Monday, November 20, 2006

Syed Ahmad was India’s Osama Bin Laden

Permission to reproduce this article has to be obtained from Hindustan Times

A new book suggests that Wahhabism, the creed that Al Qaeda believes in, existed in India in the 18th century


Shevlin Sebastian
Mumbai

“I think it would be better if I take off my spectacles,” says British historian Charles Allen, 65, when photographer Hemant Padalkar gets ready to take pictures. “I look different.”
Allen is feeling nervous because his book, God’s Terrorists (The Wahhabi Cult and the Hidden Roots of Modern Jihad) has ruffled a few feathers, especially among Muslim groups in Britain.
The thesis, as the intro suggests, is that the modern day jihad has its roots in the late eighteenth century, in Saudia Arabia, when an intolerant strand of Islam is adopted by a preacher, Al-Wahhab. He takes it from the teachings of Ibn Taymiyya, a 14th century jurist of Damascus. This is later called Wahhabism and, as Allen says, “it is deeply belligerent and hostile towards Shias, Sunnis, Christians, Jews and Hindus. Their argument is very simple: you either believe in our version of Islam or you die.” It is this creed that is the religious base of Al Qaeda and other jihadi outfits.
But the stunning revelation is that Wahhabism was present in India since the late 18th century.
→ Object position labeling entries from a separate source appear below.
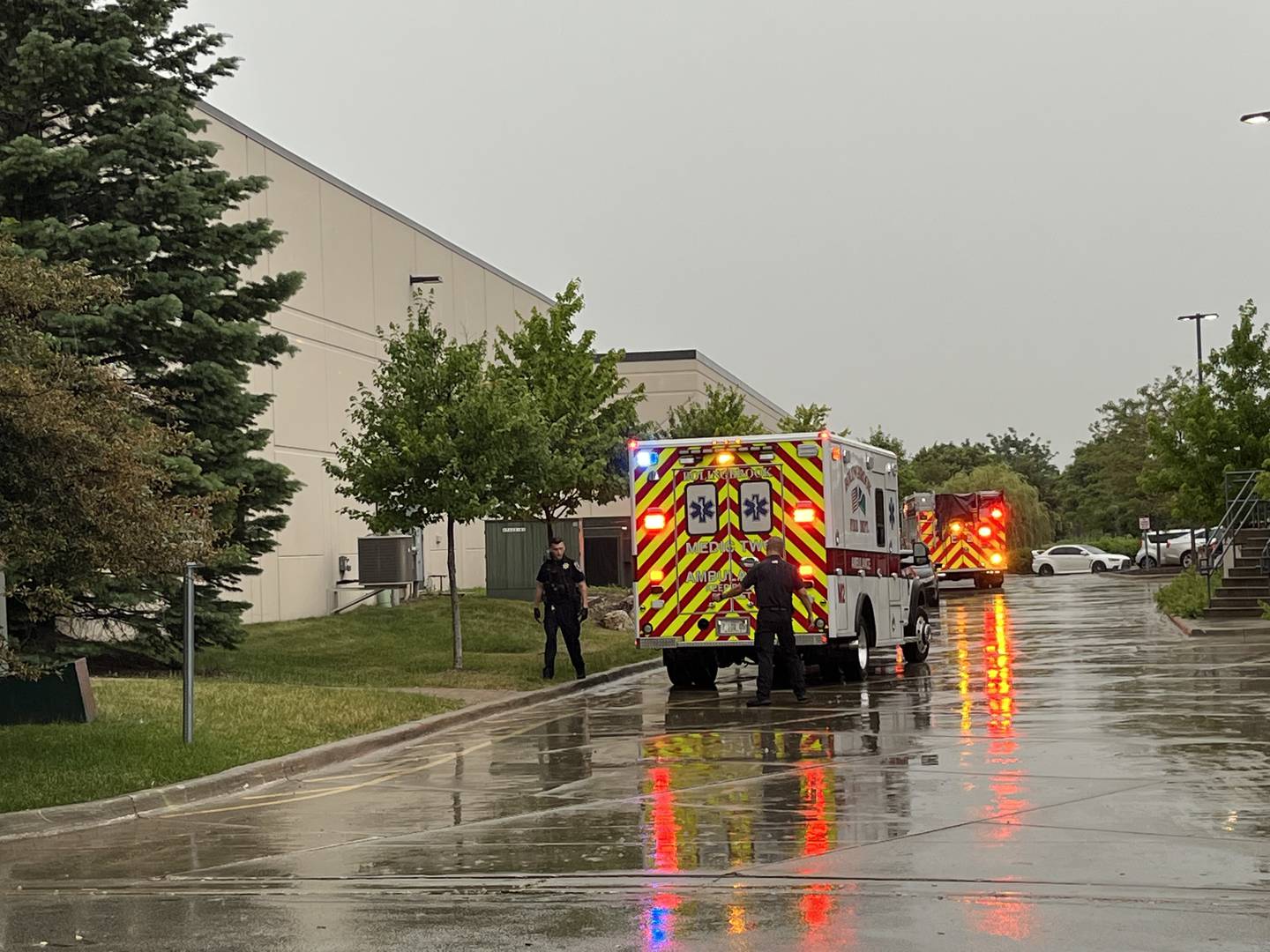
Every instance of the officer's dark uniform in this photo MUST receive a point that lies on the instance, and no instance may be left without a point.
(775, 583)
(563, 600)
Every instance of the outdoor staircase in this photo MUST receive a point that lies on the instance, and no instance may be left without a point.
(1246, 584)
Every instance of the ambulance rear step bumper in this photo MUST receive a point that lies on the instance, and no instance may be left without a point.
(802, 640)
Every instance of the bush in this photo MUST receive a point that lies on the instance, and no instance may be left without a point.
(1186, 596)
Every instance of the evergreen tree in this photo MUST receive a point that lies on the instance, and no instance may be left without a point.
(83, 473)
(101, 161)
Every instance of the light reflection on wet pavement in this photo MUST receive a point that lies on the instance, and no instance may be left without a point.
(1065, 772)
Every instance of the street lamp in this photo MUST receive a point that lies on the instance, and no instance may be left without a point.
(1199, 346)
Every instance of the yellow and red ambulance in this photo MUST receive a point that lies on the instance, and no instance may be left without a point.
(703, 513)
(964, 533)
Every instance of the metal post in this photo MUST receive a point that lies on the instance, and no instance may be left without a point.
(4, 614)
(187, 709)
(1199, 352)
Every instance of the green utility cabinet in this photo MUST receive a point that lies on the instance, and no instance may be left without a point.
(514, 550)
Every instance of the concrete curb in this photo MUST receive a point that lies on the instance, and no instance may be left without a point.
(1181, 625)
(1254, 629)
(54, 820)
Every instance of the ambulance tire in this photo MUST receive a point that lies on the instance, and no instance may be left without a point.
(915, 651)
(678, 668)
(855, 660)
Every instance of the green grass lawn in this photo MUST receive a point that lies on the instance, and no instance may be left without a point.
(135, 743)
(412, 646)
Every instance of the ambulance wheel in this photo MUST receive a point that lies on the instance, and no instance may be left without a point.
(915, 651)
(855, 660)
(705, 668)
(677, 666)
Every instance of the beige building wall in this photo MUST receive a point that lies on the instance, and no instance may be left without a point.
(357, 257)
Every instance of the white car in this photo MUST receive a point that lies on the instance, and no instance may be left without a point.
(1068, 560)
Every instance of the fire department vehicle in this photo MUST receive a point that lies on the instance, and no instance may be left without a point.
(703, 513)
(964, 533)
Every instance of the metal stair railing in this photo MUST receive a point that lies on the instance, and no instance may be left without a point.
(1244, 507)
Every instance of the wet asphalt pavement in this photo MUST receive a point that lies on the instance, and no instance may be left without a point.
(1067, 772)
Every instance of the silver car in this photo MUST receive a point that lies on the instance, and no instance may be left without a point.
(1174, 547)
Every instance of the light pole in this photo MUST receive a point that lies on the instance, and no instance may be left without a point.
(1199, 344)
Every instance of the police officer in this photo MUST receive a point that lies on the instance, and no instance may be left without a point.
(563, 587)
(775, 583)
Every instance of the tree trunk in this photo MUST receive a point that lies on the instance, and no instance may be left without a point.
(453, 594)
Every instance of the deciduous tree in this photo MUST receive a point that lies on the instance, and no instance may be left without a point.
(723, 414)
(1204, 432)
(585, 405)
(437, 437)
(807, 418)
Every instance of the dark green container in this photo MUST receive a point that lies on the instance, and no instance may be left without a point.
(514, 550)
(65, 695)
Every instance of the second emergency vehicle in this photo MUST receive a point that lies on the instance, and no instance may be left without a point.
(964, 533)
(703, 513)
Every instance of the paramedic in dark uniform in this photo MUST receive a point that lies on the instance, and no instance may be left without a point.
(775, 583)
(563, 587)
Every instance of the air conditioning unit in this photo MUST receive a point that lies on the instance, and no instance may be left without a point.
(385, 560)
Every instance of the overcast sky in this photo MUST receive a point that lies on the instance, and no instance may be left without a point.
(941, 217)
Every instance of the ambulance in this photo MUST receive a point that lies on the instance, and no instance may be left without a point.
(963, 532)
(703, 513)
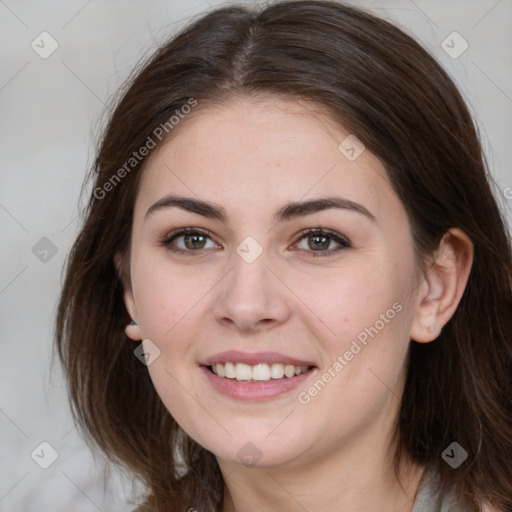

A young man, Syed Ahmad, “who is the Osama Bin Laden of his day,” according to Allen, goes to Mecca for the Haj and returns with this new ideology and starts preaching it all over the country. In Mumbai, the Sunnis unite to condemn him. “Most Muslims in India rejected the ideology,” says Allen.
Ahmad’s first jihad is against the Sikhs but in the famous massacre of Balakot on May 8, 1831, he is killed. The movement goes underground and members hide in a camp up in the hills, north of Peshawar. And remain there despite numerous efforts by the British to destroy them. In 1857, a group of Wahhabis take part in the Sepoy Mutiny in Delhi but, as is well known, the British crush the uprising. Among the Wahhabis are two fighters, Muhammad Qasim Nanautawi and Rashid Ahmed Gangohi, who later establish the famous Deoband Madrassah. “The Deobandis in India are law-abiding,” says Allen. “However, there is a Wahhabi element which they acknowledge but do not emphasise.”
The book is easy to read because the writing is lucid but it is difficult to understand because there are so many ‘Muhammads’ and ‘Ahmads’ peppering the narrative that it can get confusing. And Allen does not explain clearly how the movement has survived to the present in India.
Allen, who was born in Kanpur, won the Sir Percy Sykes Gold Medal given by the Royal Society for Asian Affairs in 2004 for his contribution to the understanding of Asian affairs. “I have mixed feelings about this award,” he says. “My work has contributed to the understanding of the British in South Asia but it has not contributed to the understanding of South Asian history. It is very one-sided.”
There is a feeling among Muslims that God’s Terrorists is also one-sided. Reviewing the book in Asharq Alawsat, an Arabic newspaper, journalist Amir Taheri writes: “Because Allen is unable to cite evidence that the anti-British rebels were Wahhabis, he falls back on spurious suppositions.”
When I read this out to Allen, he agrees it is a valid criticism. “My book is a work in progress and I have been drawing only on British sources,” he says. “The problem is that I can’t speak Urdu and, therefore, cannot access Urdu works.”
Allen has now moved off to other subjects. His next book is a biography of Rudyard Kipling, even though “he is a dyed in the wool imperialist. But Kipling had many good sides to him and loved India. This biography is about the first half of his life.”